The Philadelphia Print Shop West maintains an inventory of original antique maps of Oklahoma and the Indian Territory.  The history of these political entities is fascinating and runs from 1824 until Oklahoma statehood in 1907.  Click on the button below to see our inventory of original antique maps of Oklahoma and the Indian Territory.

The first appearance of the Indian Territory was in 1824, when Arkansas Territory was shrunk by drawing a line along the longitude line 40 miles west of the southwest corner of Missouri; the lands to west of this were set aside as Indian Territory.  For the only time in its history, the Indian Territory actually grew in size between 1828 and 1834.  In the former year, the border with Arkansas was pushed eastward because of an 1825 treaty with the Choctaw Indians, which made the border pivot on a point 100 paces east of Fort Smith.  Then in 1834, the Indian Intercourse Act stated that the land set aside for the Indians included “…all that part of the United States west of the Mississippi and not within the states of Missouri and Louisiana, or the territory of Arkansas…”.   This areas did become Indian territory, however, because that same year the Michigan Territory was expanded to the Missouri River, the actual Indian Territory was not as big as stated in the act.

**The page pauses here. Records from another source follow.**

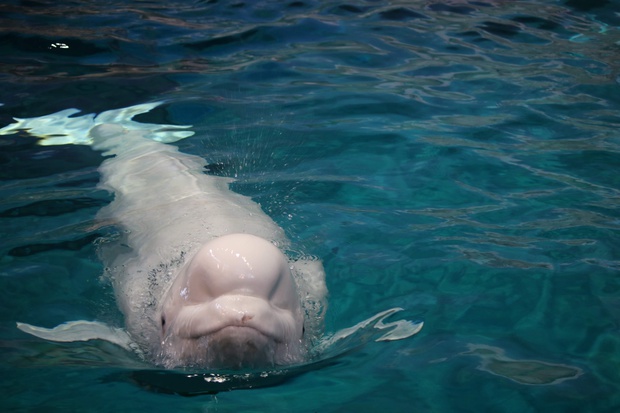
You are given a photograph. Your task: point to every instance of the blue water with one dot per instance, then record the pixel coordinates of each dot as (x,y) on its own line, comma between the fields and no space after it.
(457,159)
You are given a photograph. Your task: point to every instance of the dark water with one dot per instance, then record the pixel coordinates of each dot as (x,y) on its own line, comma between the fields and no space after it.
(459,159)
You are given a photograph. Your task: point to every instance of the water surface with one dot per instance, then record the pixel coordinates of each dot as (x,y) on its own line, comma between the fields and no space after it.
(457,159)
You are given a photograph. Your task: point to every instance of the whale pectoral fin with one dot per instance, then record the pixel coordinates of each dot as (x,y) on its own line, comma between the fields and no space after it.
(81,331)
(399,329)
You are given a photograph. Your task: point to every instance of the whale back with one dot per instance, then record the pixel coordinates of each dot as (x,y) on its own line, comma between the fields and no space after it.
(166,208)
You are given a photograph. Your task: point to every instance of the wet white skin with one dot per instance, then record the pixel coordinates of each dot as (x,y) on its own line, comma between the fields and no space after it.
(234,304)
(197,269)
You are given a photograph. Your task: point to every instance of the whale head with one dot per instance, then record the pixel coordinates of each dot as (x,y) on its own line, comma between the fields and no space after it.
(233,305)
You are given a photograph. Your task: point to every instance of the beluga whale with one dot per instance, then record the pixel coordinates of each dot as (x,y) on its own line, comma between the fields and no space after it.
(200,272)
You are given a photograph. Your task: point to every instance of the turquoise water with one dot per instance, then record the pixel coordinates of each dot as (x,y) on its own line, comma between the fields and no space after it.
(456,159)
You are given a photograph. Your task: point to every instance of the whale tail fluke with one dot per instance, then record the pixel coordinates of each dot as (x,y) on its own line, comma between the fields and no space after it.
(64,128)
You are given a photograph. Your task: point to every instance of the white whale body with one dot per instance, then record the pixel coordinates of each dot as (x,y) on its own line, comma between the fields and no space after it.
(198,270)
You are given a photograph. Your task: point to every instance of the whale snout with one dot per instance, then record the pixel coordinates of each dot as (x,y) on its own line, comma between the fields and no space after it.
(234,306)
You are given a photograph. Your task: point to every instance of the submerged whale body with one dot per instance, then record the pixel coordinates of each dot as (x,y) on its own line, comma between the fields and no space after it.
(198,270)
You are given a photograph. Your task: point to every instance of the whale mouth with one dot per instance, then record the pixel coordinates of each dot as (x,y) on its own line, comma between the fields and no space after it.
(240,348)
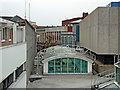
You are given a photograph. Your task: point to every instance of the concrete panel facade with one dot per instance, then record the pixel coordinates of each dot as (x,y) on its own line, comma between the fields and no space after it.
(31,48)
(99,31)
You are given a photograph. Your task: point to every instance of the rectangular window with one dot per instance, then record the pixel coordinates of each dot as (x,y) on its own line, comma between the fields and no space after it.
(18,71)
(3,34)
(8,81)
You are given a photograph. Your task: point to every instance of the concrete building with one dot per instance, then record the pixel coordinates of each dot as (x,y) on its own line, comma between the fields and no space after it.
(30,39)
(12,55)
(99,33)
(48,36)
(72,31)
(65,60)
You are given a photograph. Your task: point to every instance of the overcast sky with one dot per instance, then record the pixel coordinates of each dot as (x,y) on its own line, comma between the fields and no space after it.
(50,12)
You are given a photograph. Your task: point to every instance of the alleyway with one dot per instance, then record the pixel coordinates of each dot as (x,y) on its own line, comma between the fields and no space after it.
(63,81)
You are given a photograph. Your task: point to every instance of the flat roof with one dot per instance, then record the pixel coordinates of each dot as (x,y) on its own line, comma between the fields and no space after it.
(63,52)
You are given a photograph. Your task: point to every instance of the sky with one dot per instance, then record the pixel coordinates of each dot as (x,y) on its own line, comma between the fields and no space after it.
(50,12)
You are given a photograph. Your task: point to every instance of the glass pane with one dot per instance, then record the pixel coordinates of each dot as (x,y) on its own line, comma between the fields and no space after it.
(57,66)
(64,65)
(77,65)
(63,40)
(51,66)
(71,65)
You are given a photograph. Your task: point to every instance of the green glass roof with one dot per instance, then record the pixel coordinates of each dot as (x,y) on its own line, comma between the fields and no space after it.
(62,52)
(110,86)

This land was given to the Indians essentially because no one else wanted it.  This changed as time went on, with the result that the Indian’s territory was gradually reduced until with Kansas-Nebraska Act of 1854, it essentially took on the shape of what is today Oklahoma.  After the Civil War, and in part because of Indian support for the Confederacy, part of that territory was taken away from the Indians by the Federal Government.  This was held by the government, but pressure continued to build by Anglo-Americans to open it up for settlement until finally in 1890 an Oklahoma Territory was created in the western part of what had been the Indian Territory.  The citizens of the Indian Territory tried to get admitted as the State of Sequoyah in 1905, but Congress didn’t want to have two states in such a small area–especially if one was dominated by the Indian tribes–so in 1907, the Indian Territory and Oklahoma Territory were combined into the state of Oklahoma.